Gabrielle Lambert, toujours vers l’est

Auparavant, c’étaient Marie Ève Nault et Rhian Wilkinson. Puis, ce fut Josée Bélanger. Aujourd’hui, pour trouver une joueuse de soccer qui représente le Québec ailleurs sur la planète, il faut se tourner vers quelqu’un qui a un profil moins connu. Je parle de la gardienne de but Gabrielle Lambert.

Son parcours commence en Montérégie, plus précisément à Saint-Hyacinthe. Tranquillement, elle migre vers l’est. D’abord à Trois-Rivières au niveau universitaire, puis à Québec en W-League. C’est de là que l’aventure qui l’amène encore plus loin à l’est, à Albi en D1 française, commence.

« C’est Helder Duarte qui avait des contacts avec le président de club d’Albi. Il m’a connu dans les rangs universitaires quand je jouais avec l’UQTR et quand je suis allée jouer avec le Dynamo. Alors c’est lui qui m’a appelé pour me demander si ça pouvait m’intéresser et j’ai saisi l’occasion. Parce qu’on ne sait jamais quand une chance comme ça va se représenter. »

Se retrouver avec un club de première division en France c’est une chose, mais pour quelqu’un qui évolue comme gardien de but, avoir la confiance de l’entraîneur et jouer régulièrement, c’en est une autre. À l’automne 2016, Gabrielle est la plupart du temps sur le banc. Elle ne se retrouve sur le terrain que pour les matchs de Coupe de France. Comble de malchance, l’aventure dans cette compétition est de courte durée. Albi subit la défaite à son second match et est éliminé.

Malgré tout, l’entraîneur finit par faire appel à Gabrielle au début de 2017, alors qu’Albi peine à récolter des points au classement. À son premier match, elle limite l’Olympique Marseille à seulement un but dans une défaite de 0-1. Puis, lors des trois matchs suivants, elle signe la victoire à deux reprises, les deux fois par jeu blanc, contre des adversaires directs dans le bas de tableau.

« C’est dur d’être à l’étranger et de ne pas pouvoir jouer, alors j’apprécie tous les matchs que je joue et je profite de chacun d’eux. L’autre gardienne est très bonne aussi, alors ça me pousse à me dépasser à chaque entraînement et chaque match pour garder ma place. Je suis une compétitrice dans l’âme, alors c’est certain que je veux tout faire pour que l’équipe gagne. »

Malgré un petit relâchement une fois la possibilité de la relégation écartée, Albi peut être satisfait de sa saison. Avec un genou au sol, le club a su se relever. Selon Gabrielle, plusieurs facteurs expliquent ces bons résultats en deuxième moitié de saison.

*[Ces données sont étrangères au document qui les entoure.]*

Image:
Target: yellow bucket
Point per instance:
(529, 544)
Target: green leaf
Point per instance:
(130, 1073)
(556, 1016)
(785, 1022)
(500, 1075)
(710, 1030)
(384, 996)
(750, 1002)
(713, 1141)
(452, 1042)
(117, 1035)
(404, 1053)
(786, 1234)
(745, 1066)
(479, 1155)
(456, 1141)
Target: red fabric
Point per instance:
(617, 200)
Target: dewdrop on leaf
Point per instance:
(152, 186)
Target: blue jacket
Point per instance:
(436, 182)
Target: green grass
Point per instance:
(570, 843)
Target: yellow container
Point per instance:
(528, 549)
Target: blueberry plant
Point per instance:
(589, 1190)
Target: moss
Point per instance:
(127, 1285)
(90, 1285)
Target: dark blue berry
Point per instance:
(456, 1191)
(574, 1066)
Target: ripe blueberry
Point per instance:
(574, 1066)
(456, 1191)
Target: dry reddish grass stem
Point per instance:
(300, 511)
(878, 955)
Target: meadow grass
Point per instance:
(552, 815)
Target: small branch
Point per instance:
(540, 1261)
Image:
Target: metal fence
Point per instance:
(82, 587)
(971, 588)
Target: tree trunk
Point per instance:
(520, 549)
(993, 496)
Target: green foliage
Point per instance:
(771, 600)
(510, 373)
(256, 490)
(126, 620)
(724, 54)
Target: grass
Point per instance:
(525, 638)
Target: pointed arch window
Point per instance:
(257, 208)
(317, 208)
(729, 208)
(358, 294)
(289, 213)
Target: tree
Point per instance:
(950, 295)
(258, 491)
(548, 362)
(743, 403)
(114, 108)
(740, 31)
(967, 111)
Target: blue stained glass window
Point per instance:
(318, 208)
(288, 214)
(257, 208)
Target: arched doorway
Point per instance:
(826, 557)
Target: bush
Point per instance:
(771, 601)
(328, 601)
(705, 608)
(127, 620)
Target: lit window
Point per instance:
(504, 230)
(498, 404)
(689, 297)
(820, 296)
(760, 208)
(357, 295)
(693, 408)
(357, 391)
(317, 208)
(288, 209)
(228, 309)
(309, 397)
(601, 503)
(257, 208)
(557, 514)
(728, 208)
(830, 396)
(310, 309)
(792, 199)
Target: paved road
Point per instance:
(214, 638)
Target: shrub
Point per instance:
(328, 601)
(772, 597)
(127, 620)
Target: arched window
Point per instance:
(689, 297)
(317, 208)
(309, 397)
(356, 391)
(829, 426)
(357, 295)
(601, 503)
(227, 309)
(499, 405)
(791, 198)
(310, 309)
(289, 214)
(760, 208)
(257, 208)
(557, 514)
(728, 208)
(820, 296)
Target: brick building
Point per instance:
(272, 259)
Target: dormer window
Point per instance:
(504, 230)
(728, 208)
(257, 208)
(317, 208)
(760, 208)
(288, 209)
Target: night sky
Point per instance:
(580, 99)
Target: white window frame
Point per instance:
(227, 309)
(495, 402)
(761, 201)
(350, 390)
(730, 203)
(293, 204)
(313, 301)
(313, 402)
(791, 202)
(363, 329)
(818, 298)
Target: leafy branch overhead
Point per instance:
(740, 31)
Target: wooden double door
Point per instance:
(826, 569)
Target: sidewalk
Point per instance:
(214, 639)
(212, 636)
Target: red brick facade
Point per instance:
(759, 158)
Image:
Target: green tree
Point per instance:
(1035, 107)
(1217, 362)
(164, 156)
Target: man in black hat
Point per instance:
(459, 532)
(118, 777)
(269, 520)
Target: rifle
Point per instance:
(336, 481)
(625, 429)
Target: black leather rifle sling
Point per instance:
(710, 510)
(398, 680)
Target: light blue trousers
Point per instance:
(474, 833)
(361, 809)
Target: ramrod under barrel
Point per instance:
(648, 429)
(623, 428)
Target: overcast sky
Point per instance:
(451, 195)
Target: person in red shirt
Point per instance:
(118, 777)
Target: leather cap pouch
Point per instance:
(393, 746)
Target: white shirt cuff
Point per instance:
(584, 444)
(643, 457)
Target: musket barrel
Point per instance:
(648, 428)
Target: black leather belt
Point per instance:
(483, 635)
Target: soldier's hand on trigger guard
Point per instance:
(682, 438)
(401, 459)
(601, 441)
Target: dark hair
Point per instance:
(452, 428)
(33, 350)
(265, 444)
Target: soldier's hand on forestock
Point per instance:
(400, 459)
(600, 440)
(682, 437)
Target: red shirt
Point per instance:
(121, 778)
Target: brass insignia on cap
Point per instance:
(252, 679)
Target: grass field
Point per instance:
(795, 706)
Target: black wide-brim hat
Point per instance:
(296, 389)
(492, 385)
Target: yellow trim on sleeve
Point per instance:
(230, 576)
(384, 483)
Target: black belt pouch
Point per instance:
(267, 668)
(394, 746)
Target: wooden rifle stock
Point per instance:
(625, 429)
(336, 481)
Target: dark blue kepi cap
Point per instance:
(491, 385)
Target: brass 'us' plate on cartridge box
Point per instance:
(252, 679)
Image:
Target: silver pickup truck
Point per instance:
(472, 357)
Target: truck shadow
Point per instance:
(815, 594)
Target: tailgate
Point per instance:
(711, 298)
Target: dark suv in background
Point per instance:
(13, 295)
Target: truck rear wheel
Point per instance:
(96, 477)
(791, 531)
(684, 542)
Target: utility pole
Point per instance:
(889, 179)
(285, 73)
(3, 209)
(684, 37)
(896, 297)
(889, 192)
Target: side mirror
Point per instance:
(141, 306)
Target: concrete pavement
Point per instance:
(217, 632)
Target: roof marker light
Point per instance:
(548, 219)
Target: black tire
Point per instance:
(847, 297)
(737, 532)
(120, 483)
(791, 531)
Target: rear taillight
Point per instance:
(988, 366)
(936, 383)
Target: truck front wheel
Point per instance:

« Le staff a fait un bon recrutement pendant Noël pour aller chercher les éléments qui nous manquaient, particulièrement offensivement, ça fait une bonne différence. On a marqué beaucoup plus de buts que dans la première moitié de saison, ça aide pour gagner des matchs. Toutes les filles travaillent tellement fort dans l’équipe. On n’est pas comme les gros clubs, comme le PSG ou Lyon, où toutes les filles sont payées pour jouer. Nous, la majorité des joueuses vont encore à l’école ou elles travaillent. Je pense qu’on a repris le plaisir de jouer en deuxième moitié de saison et on voulait vraiment aller chercher le maintien pour prouver que même si on n’a pas une structure professionnelle, on est capables de compétitionner. »

Maintenant que la saison est terminée, la gardienne originaire de Saint-Hyacinthe regarde vers le futur. Pour l’instant, un retour à Albi est fort probable.

« J’ai déjà entamé les discussions avec le président et j’aimerais bien rester à Albi une saison de plus. Le niveau est très bon et je pense que je m’améliore beaucoup ici, alors côté soccer, c’est un plus. »

Et si on regarde plus loin et qu’on lui demande si une place en équipe nationale est une possibilité selon elle, Gabrielle Lambert répond de façon réaliste.

« Je sais que deux joueuses de l’équipe canadienne (Kadeisha Buchanan à Lyon et Ashley Lawrence à Paris) ont rejoint le championnat français, alors peut-être que le coach aura un œil plus attentif sur ce qui se passe ici. C’est sûr que je serais très heureuse de recevoir une convocation, mais je ne me concentre pas sur cela pour l’instant. »

Espérons que John Herdman soit bel et bien à l’écoute, et que Gabrielle reçoive sa chance. Ce serait plus que mérité.